Correspondance de Voltaire/1771/Lettre 8208

Correspondance : année 1771GarnierŒuvres complètes de Voltaire, tome 47 (p. 354-355).
8208. — À M. LE MARÉCHAL DUC DE RICHELIEU.
À Ferney, 13 février.

Par la sainte Vierge, monseigneur, c’est à vous, c’est à notre doyen, c’est à M. le maréchal de Richelieu à gouverner notre Académie ; mais mon héros ne peut y donner qu’un coup d’œil en passant ; il a quelques affaires un peu plus importantes. Tout ce que je sais, c’est que je vous demande votre protection pour M. Gaillard, que vous en trouverez très-digne, et qui n’est point du tout infecté de ces principes que vous haïssez avec raison.

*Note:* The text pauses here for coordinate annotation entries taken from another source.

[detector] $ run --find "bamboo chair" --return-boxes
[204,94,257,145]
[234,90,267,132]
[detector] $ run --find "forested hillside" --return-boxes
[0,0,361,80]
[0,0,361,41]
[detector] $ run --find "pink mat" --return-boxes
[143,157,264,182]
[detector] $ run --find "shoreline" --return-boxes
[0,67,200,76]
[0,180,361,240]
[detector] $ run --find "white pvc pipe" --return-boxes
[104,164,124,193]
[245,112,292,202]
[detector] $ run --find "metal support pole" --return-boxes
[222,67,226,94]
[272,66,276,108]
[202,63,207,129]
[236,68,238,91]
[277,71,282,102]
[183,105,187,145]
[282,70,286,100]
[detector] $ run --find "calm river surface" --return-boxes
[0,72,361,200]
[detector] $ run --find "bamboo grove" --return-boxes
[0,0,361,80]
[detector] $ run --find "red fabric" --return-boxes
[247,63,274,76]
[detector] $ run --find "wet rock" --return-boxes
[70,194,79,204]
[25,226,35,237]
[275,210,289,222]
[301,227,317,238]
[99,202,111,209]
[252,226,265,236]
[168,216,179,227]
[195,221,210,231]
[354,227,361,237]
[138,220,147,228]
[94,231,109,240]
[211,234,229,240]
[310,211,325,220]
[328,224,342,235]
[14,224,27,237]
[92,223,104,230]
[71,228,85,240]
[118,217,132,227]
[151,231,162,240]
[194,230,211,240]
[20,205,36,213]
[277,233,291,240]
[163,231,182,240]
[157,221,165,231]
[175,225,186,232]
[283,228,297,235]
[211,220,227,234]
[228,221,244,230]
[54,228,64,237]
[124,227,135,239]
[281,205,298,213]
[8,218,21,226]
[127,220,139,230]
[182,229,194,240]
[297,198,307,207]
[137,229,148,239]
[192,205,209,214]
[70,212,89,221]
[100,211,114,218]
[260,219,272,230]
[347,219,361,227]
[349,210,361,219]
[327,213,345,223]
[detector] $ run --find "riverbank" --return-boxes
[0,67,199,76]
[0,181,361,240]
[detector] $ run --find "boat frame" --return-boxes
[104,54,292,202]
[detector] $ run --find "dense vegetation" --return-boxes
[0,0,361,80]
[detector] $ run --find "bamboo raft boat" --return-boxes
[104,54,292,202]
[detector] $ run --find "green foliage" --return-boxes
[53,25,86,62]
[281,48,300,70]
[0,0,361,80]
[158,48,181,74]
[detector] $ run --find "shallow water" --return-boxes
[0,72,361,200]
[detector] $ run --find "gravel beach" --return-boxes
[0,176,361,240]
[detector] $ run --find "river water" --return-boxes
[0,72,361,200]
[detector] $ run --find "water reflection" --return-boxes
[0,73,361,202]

Je vous prie de remarquer que M. d’Alembert est le seul de nos académiciens qui ait travaillé à l’Encyclopédie, et que c’est assurément un homme d’un très-rare mérite. Je ne connais guère que Jean-Jacques Rousseau à qui on puisse reprocher ces idées d’égalité et d’indépendance, et toutes ces chimères qui ne sont que ridicules. Mais ne craignez pas que je vous demande jamais une place d’académicien pour lui, encore moins pour La Beaumelle, qui est fort inférieur à Jean-Jacques pour l’esprit et pour les connaissances, et infiniment supérieur en méchanceté et en impudence.

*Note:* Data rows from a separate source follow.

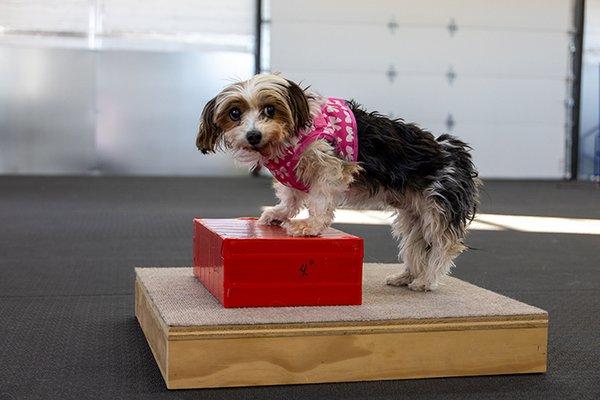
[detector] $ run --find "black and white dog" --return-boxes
[196,74,480,291]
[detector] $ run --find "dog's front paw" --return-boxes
[385,271,413,286]
[408,278,438,292]
[258,209,287,225]
[284,219,325,236]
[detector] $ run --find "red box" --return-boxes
[194,218,363,308]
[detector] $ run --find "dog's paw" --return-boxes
[408,278,438,292]
[284,219,323,236]
[385,271,413,286]
[258,209,286,225]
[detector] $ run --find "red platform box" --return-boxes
[194,218,363,308]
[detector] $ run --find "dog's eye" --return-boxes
[265,106,275,118]
[229,107,242,121]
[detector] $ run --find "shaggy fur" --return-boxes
[196,75,480,291]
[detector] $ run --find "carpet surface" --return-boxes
[136,264,546,326]
[0,177,600,400]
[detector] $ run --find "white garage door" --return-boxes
[270,0,573,178]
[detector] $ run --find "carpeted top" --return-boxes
[136,264,546,326]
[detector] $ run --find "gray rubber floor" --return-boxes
[0,177,600,400]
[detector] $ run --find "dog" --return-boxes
[196,74,480,291]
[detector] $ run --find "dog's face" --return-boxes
[196,75,310,156]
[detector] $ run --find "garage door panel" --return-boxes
[271,22,569,77]
[287,72,566,127]
[271,0,572,31]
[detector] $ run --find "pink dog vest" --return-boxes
[263,97,358,192]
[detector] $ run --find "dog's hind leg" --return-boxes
[386,209,429,286]
[408,206,466,291]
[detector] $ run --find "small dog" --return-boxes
[196,74,480,291]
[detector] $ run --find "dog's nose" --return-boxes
[246,129,262,146]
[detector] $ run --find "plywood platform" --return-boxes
[135,264,548,389]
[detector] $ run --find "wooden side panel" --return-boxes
[135,279,168,386]
[166,327,547,389]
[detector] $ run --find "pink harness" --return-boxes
[262,97,358,192]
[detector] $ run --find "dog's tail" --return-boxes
[436,134,481,231]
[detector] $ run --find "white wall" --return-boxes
[270,0,573,178]
[579,0,600,179]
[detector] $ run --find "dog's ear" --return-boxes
[286,79,310,130]
[196,97,223,154]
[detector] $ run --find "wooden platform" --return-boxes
[135,264,548,389]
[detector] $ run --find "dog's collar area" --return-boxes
[261,97,358,192]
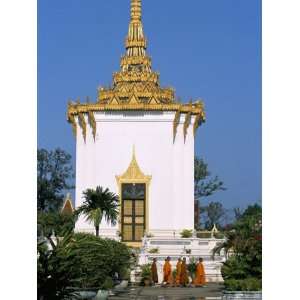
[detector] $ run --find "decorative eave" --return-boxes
[67,0,205,142]
[67,99,205,141]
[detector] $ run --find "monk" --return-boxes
[175,257,181,286]
[163,256,173,284]
[180,257,189,286]
[151,258,158,284]
[194,257,206,286]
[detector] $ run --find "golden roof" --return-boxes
[68,0,205,139]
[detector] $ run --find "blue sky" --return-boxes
[38,0,261,208]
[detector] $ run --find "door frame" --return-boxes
[116,147,152,247]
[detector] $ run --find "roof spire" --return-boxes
[131,0,142,21]
[126,0,147,56]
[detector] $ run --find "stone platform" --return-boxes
[109,283,223,300]
[132,237,225,282]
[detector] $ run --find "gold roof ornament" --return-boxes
[211,224,219,233]
[116,146,152,184]
[60,193,74,215]
[67,0,205,140]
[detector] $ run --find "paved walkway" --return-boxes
[109,283,223,300]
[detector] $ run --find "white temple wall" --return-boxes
[75,112,194,236]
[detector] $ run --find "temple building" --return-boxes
[67,0,205,246]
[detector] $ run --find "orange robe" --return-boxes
[163,261,173,284]
[175,262,181,284]
[151,262,158,283]
[194,262,206,285]
[180,262,189,285]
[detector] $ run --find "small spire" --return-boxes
[131,0,142,21]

Il me paraît qu’il y a bien d’autres places à donner actuellement. Voilà un grand labyrinthe dont il sera difficile de sortir. Pour moi, qui ne sors guère de mon lit depuis que la neige couvre mes déserts, et qui suis privé à la fois de mes yeux et de mes jambes, je ne vois point les événements de ce monde du fond de mon tombeau de neiges. J’attends paisiblement les beaux jours ; je n’en trouverai que quand je pourrai vous faire encore ma cour avant d’achever ma carrière, et je prie Dieu que celle de notre doyen égale au moins celle du doyen Fontenelle.

Agréez mon tendre et profond respect.